With organisations employing above 250 people statutorily required to publish their gender pay gap starting in spring 2018, and with reported shortfalls in compliance, it may be time for organisations to include a discussion on the whys and wherefores at the next board meeting.
And it’s not just a compliance factor. If corporate leaders embrace the notion of a ‘resource-based’ view when setting business strategy, in pursuit of sustainable competitive advantage, that’s another reason to have a look at what enables and constrains the organisation’s diversity. If the strategy for connecting with customers is to ensure thinking around products and services is empathetically reflective of the population ‘out there’, then it flows logically that managerial culture – and the makeup of leadership teams – needs to match that.
It has been claimed that the gender pay gap is to some extent at least explained by assumptions on the part of employers that part-time employees are less productive (1). This view is underscored by academic research suggestive that a gap between the pay of men and women working full-time compared with part-timer women is not explainable on the basis of relative human capital (i.e. the skills and other attributes making people valuable to organisations who may employ them).

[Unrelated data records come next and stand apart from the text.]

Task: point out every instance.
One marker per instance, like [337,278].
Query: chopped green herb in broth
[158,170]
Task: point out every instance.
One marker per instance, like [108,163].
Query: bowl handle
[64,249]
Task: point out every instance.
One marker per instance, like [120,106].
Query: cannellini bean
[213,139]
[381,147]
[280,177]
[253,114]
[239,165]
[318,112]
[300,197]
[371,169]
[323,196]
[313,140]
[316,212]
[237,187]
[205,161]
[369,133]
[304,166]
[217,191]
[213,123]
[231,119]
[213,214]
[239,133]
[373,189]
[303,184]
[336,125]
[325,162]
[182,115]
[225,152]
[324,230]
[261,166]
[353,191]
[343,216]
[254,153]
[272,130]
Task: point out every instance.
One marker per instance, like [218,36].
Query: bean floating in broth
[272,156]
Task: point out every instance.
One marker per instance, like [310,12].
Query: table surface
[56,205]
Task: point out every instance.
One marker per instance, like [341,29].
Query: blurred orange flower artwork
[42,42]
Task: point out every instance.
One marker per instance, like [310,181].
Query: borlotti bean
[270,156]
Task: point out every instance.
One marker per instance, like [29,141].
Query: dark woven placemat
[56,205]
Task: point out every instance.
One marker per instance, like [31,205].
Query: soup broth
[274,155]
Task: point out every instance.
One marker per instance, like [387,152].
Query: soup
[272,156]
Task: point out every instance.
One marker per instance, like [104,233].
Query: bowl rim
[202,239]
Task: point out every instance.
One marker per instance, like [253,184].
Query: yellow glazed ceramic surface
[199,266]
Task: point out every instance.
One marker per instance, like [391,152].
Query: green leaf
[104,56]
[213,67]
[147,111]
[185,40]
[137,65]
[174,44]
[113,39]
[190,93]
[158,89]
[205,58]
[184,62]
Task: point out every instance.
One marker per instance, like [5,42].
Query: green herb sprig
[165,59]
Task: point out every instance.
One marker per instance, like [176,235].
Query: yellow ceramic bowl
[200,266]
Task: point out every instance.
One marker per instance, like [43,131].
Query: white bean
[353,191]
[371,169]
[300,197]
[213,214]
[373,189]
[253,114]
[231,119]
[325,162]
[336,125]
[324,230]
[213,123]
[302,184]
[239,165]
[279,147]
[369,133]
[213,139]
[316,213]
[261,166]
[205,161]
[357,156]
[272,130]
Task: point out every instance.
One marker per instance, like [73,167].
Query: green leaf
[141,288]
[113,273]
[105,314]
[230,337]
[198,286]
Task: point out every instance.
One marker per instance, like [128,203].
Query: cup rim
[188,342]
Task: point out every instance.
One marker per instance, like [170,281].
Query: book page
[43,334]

A linked factor is the ‘long working hours culture’ in many professional environments – one that has limited women’s choice in labour market participation. A 2008 study cites “the division of domestic labour” as an explanatory factor, i.e. the relative propensity of women to combine work with caring responsibilities, whether child or elder care (2). In other words, social choices by vested interests about what counts in judging productivity rather than objective norms have created and maintain unfair conditions for working women.
To repeat, academic research suggests an intricate connection between the gender pay gap and men and women’s patterns of working. That is in occupational choices and in job market participation history – specifically the propensity to take up flexible and part-time working.

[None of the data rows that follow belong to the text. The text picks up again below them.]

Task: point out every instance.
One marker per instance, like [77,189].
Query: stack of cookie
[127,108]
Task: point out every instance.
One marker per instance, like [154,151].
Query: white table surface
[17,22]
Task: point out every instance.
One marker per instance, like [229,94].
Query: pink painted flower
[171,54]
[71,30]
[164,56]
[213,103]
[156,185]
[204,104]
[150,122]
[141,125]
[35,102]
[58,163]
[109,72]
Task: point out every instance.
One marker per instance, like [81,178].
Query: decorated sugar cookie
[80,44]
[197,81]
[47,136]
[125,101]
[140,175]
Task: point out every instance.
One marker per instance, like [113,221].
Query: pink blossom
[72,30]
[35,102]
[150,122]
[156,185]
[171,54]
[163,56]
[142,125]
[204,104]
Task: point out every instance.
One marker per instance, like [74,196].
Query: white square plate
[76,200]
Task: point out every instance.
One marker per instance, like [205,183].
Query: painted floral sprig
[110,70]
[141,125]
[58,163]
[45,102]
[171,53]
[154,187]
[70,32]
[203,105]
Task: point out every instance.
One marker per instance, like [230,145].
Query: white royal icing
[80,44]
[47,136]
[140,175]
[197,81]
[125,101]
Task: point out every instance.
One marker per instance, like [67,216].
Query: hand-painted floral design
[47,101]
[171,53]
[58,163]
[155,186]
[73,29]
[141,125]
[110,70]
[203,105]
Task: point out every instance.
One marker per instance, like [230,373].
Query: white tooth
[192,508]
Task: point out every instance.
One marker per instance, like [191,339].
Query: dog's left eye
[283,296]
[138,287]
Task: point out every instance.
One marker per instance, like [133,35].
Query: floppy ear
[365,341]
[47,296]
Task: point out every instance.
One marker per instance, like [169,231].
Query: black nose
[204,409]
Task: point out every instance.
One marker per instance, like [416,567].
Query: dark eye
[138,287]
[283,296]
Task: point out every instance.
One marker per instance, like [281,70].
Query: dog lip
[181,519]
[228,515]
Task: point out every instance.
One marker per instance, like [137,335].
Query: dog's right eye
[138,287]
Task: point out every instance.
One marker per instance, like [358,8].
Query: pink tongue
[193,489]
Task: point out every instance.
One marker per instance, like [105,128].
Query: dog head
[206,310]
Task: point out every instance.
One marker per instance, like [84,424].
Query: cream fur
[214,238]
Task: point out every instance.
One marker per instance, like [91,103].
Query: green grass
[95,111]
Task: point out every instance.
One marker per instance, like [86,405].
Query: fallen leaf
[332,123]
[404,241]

Government regulation since 2014 provides for individuals to request “a way of working that suits an employee’s needs, e.g. having flexible start and finish times, or working from home”. And for employers to be required to give due consideration to such requests. Requests that any employee is eligible to make, not just parents or carers, provided they have worked for the same employer for at least 26 weeks. Refusals require “a good business reason for doing so”. (3)

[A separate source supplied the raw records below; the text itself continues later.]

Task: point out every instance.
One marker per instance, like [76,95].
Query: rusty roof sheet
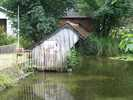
[82,32]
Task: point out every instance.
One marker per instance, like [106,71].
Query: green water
[93,79]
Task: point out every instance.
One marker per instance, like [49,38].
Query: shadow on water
[93,79]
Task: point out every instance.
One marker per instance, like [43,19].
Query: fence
[8,48]
[28,59]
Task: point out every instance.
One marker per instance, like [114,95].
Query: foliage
[107,14]
[99,46]
[5,39]
[25,42]
[38,17]
[126,37]
[73,58]
[5,80]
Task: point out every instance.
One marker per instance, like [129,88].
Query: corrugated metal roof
[76,27]
[82,32]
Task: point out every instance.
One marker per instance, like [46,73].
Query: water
[93,79]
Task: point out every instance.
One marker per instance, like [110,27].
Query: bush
[99,46]
[6,40]
[25,42]
[126,37]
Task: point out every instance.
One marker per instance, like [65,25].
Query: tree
[38,17]
[107,14]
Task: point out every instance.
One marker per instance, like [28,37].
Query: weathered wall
[85,22]
[52,53]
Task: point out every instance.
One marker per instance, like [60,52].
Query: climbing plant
[37,17]
[107,14]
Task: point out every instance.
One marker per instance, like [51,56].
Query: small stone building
[51,54]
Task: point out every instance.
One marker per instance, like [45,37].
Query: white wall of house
[10,29]
[52,52]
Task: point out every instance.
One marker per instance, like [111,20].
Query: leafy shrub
[5,80]
[126,37]
[5,39]
[99,46]
[25,42]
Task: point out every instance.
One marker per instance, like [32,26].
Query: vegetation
[99,46]
[126,43]
[6,39]
[5,80]
[107,14]
[38,17]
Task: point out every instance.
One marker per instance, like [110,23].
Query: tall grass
[99,46]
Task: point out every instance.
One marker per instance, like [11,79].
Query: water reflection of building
[51,91]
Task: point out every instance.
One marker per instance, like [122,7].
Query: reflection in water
[51,91]
[94,79]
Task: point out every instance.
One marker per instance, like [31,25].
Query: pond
[94,79]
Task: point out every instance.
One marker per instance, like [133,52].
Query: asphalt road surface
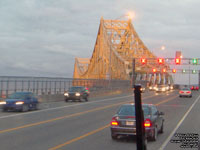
[85,125]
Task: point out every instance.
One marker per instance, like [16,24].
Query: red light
[147,123]
[154,70]
[114,123]
[178,61]
[143,60]
[164,70]
[160,60]
[174,70]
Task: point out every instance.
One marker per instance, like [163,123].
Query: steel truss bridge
[117,44]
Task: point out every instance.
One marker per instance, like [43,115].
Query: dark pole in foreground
[133,73]
[140,130]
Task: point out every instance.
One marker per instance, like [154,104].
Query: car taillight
[130,117]
[114,122]
[147,123]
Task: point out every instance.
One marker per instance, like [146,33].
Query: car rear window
[75,89]
[129,110]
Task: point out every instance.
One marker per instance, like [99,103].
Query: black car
[77,93]
[20,101]
[124,121]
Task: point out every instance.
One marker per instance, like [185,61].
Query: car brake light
[147,123]
[114,123]
[130,117]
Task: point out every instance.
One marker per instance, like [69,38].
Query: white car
[185,92]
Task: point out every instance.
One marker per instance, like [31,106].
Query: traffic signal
[164,70]
[195,61]
[143,61]
[174,70]
[193,71]
[178,61]
[154,70]
[184,71]
[160,61]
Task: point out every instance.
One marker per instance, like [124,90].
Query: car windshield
[17,96]
[75,89]
[129,110]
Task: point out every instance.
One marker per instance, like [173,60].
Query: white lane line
[178,125]
[49,109]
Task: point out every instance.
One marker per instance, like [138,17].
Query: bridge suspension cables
[117,43]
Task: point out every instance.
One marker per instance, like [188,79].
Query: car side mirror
[161,113]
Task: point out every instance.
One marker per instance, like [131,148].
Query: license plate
[129,123]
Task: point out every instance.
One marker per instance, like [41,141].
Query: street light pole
[189,73]
[110,78]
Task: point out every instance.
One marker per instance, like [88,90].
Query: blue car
[20,101]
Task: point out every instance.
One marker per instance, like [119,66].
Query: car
[185,92]
[142,89]
[77,93]
[161,88]
[20,101]
[194,88]
[124,123]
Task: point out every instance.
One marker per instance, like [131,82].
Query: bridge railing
[52,86]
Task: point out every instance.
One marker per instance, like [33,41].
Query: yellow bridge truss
[117,43]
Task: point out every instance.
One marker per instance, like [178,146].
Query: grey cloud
[46,36]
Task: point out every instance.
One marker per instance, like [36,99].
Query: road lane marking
[165,101]
[97,130]
[67,116]
[96,101]
[178,125]
[80,137]
[61,107]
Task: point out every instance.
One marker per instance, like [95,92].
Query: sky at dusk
[42,37]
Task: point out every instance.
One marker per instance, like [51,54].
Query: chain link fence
[52,86]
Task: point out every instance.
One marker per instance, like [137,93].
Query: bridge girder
[117,43]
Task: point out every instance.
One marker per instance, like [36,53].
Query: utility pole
[140,129]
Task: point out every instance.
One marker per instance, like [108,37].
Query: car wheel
[155,134]
[24,108]
[162,128]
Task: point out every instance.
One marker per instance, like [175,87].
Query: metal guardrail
[52,86]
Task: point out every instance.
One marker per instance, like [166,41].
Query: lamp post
[130,16]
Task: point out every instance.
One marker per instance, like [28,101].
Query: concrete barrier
[60,97]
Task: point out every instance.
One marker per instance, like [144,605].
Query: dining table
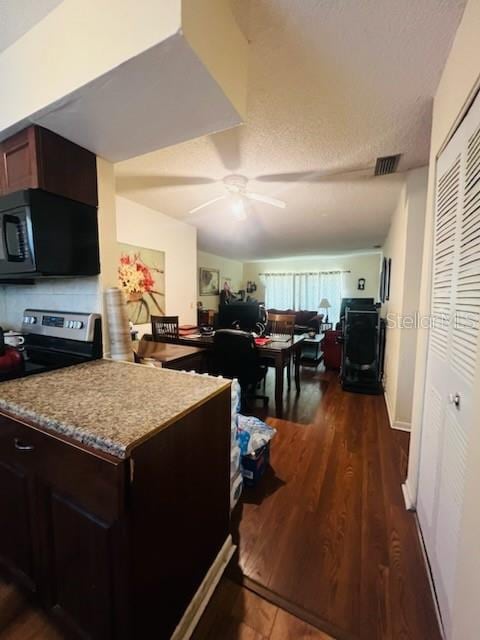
[276,353]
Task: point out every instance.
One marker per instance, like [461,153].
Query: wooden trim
[402,426]
[295,610]
[395,424]
[200,600]
[409,503]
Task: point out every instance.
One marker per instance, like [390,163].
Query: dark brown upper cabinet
[38,158]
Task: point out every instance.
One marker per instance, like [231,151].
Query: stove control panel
[60,324]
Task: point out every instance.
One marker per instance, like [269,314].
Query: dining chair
[282,324]
[164,327]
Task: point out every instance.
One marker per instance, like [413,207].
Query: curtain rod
[303,273]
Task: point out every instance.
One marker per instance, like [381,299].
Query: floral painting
[209,282]
[141,276]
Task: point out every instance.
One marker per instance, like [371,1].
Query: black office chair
[236,356]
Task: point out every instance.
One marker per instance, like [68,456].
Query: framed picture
[209,282]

We have three things in play here, then. Statutory compliance with the Flexible Working Regulations. Gender Pay Gap reporting. And corporate efforts to secure and sustain competitive advantage, as part of company directors’ fiduciary duties to assure going concerns. Even if the organisation is a not-for-profit, actions which secure a relative advantage over other employers are significant if the aim is to ensure a win in the ‘war for talent’.
Independent commentators (4) have observed that there is a flaw in reliance on regulation to promote flexibility sometimes under the more neutral guise of ‘work-life balance’ and, in turn, closure of the gender pay gap. Placing the focus on negotiation between individuals and organisations that have become increasingly greedy about securing people’s time can be a trap. Aided and abetted by access to digital technology. Although used to meet the employee’s need consistent with the government definition of flexible working, the latter could become an enabler by removing the need for employment to be location bound.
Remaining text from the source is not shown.